Sois mâle et tais-toi!

Par Karen Messing

Quand j'étudiais en biologie à McGill, j'ai afficl1e un jour sur le babillard du département un tableau avec les proportions de femmes et d'hommes selon le cycle universitaire ou la catégorie de professeurs. Forte de ma compétence en statistique et de mon féminisme--les deux tout neufs--j'ai montré que la proportion de femmes diminuait de façon très hautement significative quand on montait l'échelle. Aujourd'hui, 15 ans plus tard, à McGill comme ailleurs au Québec, les femmes sont tout autant mal réparties à travers les départements de science. Elles sont aussi tout autant absences des prix Nobel en sciences en 1990 qu'en 1975. Et ce, malgré 15 ans de conscientisation, de recherches, voire de luttes féministes.

Est-ce que la tentative de Marc Lépine en vue d'évacuer les femmes des postes en science a été superflue?

Doit-on en conclure que les femmes ne sont pas à leur place en science? Est-ce que la tentative de Marc Lépine en vue d'évacuer les femmes des postes non traditionnels en science a été superflue, puisque son but aurait été atteint par des forces naturelles?

Aujourd'hui, on fait face à un discours selon lequel il n'y aurait plus de problème pour les femmes en sciences, quand elles sont vraiment excellentes. Par contre, des études (et le simple fait d'ouvrir les yeux) montrent que les femmes sont sous-réprésentées, qu'elles publient moins, qu'elles ont moins bien percé dans les réseaux scientifiques internationaux que les hommes. Est-ce qu'on en conclut que les chercheuses sont en général moins excellentes que les chercheurs à cause d'un chromosome X en trop?

En bonne généticienne, j'ai une hypothèse à proposer: une femme a tout autant de chances qu'un homme d'être considérée comme une excellente chercheuse, à deux seules conditions: ne pas avoir d'enfants et ne pas paraître femme. En février dernier, avec unne collègue, je dînais avec le responsable d'un programme qui subventionne des travaux de notre équipe. Il nous conseillait de nous départir d'une collaboratrice parce qu'elle n'était pas "fiable", étant très en retard pour le dépôt d'un rapport.
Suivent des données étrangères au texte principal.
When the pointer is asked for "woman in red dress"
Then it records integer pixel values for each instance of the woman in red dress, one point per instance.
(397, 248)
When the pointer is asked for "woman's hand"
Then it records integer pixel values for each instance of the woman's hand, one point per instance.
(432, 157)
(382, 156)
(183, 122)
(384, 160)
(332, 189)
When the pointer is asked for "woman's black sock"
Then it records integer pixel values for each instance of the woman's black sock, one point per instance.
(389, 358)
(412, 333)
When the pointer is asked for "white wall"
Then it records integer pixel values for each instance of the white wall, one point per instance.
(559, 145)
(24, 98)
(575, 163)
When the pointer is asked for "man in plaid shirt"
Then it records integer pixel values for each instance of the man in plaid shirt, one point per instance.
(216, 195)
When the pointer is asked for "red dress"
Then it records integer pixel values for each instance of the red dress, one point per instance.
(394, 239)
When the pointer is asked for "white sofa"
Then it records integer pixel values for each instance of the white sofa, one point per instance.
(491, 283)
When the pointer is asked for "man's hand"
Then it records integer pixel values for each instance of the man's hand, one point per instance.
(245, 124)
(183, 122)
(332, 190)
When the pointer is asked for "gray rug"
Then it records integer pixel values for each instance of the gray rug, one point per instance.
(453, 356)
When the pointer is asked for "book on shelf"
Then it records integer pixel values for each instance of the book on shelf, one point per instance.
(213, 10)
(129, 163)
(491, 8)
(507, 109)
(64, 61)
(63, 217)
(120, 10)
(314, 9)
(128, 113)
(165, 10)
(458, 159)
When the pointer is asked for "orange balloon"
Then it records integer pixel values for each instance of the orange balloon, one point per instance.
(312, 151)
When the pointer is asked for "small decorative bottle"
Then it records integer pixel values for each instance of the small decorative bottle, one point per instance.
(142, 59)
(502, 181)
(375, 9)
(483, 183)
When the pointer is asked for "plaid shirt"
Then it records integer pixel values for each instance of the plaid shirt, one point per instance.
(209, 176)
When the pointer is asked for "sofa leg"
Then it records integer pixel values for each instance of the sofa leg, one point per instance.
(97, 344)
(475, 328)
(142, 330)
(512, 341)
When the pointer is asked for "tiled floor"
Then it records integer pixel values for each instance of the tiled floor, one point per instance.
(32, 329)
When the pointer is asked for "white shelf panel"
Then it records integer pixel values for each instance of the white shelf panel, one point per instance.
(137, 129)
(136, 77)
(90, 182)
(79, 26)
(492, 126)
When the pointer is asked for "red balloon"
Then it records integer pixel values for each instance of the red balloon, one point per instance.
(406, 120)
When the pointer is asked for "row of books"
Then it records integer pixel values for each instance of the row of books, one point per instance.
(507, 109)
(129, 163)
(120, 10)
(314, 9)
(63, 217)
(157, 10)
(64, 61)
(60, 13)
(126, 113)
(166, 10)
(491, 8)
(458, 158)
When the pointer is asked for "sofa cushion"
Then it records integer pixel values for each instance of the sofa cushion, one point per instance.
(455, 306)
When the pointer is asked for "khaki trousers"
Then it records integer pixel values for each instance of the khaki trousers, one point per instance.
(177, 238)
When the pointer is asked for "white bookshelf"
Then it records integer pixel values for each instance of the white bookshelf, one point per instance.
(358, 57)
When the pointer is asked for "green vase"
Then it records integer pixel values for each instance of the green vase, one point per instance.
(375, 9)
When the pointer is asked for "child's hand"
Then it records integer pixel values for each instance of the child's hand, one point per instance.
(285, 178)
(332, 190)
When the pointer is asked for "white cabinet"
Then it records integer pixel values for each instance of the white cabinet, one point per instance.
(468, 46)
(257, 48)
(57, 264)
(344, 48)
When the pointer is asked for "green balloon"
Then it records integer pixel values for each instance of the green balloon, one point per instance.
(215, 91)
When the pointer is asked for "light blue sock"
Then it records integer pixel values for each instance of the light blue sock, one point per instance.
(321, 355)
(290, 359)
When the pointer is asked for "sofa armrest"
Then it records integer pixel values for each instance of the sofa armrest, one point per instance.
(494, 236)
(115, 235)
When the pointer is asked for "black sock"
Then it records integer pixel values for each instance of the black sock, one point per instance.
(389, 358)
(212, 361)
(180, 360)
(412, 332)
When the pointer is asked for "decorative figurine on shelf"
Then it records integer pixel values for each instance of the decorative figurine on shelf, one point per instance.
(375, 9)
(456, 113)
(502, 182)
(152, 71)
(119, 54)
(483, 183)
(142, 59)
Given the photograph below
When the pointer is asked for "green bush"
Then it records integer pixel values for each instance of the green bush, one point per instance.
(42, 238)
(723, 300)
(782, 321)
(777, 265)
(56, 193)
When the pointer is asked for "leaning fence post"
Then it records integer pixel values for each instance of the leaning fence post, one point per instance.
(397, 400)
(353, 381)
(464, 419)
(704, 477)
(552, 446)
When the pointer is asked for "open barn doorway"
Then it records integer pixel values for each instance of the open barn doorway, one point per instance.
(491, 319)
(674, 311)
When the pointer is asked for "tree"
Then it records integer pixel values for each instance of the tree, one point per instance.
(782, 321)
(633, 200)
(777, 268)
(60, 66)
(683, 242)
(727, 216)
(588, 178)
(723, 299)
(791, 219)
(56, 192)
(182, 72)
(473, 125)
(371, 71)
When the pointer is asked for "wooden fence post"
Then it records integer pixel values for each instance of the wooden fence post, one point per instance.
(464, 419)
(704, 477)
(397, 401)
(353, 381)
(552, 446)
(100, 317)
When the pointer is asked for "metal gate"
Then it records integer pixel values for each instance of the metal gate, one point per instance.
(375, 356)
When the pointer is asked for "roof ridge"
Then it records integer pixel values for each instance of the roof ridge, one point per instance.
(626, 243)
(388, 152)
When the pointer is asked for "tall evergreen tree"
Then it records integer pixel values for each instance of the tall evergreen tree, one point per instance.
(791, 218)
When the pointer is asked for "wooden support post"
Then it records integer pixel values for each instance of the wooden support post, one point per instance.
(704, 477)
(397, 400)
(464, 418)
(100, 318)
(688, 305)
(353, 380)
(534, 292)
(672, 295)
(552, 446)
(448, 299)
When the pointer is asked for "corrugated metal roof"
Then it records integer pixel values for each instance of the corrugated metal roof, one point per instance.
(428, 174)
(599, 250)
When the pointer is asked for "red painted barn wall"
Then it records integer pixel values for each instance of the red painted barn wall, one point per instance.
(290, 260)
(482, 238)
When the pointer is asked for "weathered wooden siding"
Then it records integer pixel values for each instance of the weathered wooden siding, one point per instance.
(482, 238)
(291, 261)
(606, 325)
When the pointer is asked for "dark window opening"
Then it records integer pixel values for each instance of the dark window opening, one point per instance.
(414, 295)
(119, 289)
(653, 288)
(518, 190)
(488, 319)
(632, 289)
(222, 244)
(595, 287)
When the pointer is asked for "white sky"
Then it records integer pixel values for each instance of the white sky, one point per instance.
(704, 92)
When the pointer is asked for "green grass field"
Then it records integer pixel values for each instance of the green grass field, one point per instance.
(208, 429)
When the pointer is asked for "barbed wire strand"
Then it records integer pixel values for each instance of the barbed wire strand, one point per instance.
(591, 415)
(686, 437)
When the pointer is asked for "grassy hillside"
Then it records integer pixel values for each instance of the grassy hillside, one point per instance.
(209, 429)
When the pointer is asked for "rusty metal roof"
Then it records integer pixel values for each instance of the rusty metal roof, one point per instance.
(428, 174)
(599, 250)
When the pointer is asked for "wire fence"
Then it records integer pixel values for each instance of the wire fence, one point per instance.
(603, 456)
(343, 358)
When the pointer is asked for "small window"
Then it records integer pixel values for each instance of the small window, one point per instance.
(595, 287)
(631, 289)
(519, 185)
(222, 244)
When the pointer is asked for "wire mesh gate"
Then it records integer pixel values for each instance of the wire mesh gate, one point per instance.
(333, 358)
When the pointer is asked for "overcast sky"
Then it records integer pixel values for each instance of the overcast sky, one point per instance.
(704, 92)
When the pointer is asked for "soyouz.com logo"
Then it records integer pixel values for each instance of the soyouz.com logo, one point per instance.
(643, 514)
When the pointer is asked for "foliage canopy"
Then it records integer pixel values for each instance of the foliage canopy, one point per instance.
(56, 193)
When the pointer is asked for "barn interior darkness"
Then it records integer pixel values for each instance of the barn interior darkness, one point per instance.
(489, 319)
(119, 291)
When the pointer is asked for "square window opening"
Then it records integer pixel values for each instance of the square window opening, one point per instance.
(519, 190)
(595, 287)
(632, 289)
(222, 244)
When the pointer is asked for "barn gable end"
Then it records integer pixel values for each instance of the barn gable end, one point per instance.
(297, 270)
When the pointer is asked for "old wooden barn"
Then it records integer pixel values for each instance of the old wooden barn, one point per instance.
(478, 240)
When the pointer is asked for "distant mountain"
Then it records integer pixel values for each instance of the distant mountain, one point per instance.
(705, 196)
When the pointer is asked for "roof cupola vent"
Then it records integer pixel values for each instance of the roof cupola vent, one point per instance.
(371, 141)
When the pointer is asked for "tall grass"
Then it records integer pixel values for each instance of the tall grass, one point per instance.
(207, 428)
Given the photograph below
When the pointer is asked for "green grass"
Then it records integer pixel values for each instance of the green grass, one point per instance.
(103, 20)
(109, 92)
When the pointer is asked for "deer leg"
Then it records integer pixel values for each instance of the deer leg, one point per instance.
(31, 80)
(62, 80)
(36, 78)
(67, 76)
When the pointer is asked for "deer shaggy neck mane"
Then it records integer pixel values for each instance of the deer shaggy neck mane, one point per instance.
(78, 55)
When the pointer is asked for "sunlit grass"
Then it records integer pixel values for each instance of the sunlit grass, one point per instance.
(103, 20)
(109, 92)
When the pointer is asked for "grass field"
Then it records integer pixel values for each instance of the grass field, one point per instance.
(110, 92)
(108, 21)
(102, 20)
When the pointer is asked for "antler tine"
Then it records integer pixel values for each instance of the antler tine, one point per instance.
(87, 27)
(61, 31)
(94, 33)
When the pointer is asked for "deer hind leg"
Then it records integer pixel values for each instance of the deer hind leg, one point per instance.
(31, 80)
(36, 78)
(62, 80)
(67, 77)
Nous avons souligné en vain qu'elle avait accouché en décembre et qu'elle avait produit beaucoup de rapports pendant l'année, malgré l'existence de ses deux autres enfants, âgés de 4 et 5 ans. Nous avons été forcées d'admettre que non, elle ne retournait pas toujours les appels à temps. Non, elle n'avait pas publié d'articles dans des revues avec jury cette année. Non, elle n'était effectivement pas très fiable de ce temps-ci. Ce monsieur réitéra son conseil: ne travailler qu'avec des gens professionnels et fiables.

Be a man, or be quiet!

by Karen Messing

When I was studying Biology at McGill, I realized that the proportion of women in science decreased significantly the higher one looked up the academic hierarchy. Since things are much the same today, is it possible to conclude that women are just not as competent researchers as men as result of one chromosome X too many?

As, a geneticist, my hypothesis is that women can be considered equal scientists with men on two conditions: that they don't have any children and don't appear to be women.
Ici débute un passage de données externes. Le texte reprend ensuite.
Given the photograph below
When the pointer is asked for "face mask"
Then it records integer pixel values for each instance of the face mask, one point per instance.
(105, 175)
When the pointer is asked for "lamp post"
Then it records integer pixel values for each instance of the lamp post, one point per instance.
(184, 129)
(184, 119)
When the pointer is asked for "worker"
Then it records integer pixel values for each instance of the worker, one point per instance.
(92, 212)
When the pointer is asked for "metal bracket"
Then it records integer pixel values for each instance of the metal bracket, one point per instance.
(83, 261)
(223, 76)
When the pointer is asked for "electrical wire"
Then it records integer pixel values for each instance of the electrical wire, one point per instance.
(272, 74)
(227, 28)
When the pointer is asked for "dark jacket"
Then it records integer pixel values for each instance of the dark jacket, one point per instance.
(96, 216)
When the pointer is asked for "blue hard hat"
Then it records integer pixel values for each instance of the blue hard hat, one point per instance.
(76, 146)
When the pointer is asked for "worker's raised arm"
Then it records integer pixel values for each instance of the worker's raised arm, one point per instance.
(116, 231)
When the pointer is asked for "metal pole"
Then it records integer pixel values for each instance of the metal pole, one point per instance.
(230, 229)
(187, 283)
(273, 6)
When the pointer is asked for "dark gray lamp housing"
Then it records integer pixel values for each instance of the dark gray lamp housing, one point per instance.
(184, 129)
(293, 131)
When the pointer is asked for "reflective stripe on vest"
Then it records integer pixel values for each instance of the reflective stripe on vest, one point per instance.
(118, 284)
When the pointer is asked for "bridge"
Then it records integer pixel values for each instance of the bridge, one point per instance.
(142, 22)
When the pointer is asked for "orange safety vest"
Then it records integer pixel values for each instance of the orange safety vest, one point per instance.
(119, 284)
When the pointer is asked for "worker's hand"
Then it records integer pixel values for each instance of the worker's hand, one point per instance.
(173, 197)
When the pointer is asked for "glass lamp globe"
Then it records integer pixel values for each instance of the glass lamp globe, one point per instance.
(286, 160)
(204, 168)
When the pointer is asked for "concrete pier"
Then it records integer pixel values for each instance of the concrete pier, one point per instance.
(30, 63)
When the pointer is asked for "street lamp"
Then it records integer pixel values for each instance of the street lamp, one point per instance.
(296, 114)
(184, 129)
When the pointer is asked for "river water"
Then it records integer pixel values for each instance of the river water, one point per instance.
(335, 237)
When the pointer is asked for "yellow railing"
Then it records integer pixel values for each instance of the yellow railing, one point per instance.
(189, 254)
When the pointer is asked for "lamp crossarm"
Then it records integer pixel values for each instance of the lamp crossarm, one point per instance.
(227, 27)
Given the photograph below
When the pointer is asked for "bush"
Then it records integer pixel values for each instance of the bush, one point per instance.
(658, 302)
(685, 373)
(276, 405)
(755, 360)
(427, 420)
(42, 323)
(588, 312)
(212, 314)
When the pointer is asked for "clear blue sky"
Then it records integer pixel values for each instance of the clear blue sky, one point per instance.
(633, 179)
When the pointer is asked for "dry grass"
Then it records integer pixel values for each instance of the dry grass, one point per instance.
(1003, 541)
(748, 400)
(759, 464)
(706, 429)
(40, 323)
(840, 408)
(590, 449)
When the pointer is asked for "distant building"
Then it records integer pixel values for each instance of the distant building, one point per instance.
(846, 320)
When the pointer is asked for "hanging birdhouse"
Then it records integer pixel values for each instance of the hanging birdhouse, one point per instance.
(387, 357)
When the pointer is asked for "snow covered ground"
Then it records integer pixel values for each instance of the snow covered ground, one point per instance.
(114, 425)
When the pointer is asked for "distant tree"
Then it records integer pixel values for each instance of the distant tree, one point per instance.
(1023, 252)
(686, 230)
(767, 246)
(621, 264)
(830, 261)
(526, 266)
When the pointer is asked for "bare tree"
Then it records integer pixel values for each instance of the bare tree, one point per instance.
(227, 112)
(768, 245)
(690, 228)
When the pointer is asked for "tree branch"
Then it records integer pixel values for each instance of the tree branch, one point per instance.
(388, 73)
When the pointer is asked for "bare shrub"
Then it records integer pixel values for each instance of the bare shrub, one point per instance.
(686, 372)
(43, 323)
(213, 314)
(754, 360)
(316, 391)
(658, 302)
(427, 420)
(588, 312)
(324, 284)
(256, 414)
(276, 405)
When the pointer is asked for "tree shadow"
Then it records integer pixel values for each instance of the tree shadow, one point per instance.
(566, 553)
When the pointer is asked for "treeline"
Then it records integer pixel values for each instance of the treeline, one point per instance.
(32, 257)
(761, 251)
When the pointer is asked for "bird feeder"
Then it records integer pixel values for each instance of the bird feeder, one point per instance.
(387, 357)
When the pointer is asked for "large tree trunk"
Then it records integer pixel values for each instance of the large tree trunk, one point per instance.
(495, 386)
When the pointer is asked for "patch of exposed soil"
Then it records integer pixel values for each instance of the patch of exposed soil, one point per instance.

For example, not long ago a position was filled in my department for whom the qualifications included a doctorate. Two candidates presented themselves: a women who had a doctorate, a year of post-doctoral research, and several publication credits; a man who had not finished doctorate and had never been published. After several hours of discussion, the decision was finally made with reference to a clause in our collective agreement that, given "equal competence," the job should go to a woman.
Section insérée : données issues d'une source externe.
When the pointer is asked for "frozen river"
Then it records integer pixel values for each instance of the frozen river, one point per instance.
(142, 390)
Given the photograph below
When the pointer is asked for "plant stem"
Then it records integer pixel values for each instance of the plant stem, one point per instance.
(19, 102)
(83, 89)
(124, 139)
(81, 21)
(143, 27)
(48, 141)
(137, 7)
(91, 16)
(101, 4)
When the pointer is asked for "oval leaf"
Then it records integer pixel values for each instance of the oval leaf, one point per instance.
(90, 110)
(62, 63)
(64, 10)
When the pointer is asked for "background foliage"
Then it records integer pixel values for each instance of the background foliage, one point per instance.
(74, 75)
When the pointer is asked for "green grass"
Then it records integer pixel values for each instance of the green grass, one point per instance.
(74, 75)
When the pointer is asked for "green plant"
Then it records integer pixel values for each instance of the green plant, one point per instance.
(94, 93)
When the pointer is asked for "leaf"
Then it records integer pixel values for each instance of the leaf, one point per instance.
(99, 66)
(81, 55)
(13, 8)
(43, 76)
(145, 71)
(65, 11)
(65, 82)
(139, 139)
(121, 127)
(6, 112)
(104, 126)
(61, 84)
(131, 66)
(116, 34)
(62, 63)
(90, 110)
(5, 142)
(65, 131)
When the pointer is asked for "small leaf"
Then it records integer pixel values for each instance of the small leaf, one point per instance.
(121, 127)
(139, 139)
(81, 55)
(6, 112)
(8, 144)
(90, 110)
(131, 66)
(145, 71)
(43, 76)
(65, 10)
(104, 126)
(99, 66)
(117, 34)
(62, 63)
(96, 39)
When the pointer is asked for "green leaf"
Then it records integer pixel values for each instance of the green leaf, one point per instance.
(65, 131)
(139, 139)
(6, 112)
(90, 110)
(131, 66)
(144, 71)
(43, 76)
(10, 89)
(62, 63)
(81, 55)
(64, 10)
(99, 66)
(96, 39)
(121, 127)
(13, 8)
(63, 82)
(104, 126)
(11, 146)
But sexism is not always so subtle. There are professors who appear to take pleasure in humiliating the female students in their courses, like the one who told his class that women could not be industrial designers since they are incapable of seeing in three dimensions.

The solidarity of women working in science is imperative to give us the support not only to demonstrate our excellence, but also to identify the obstacles we face and call them by name.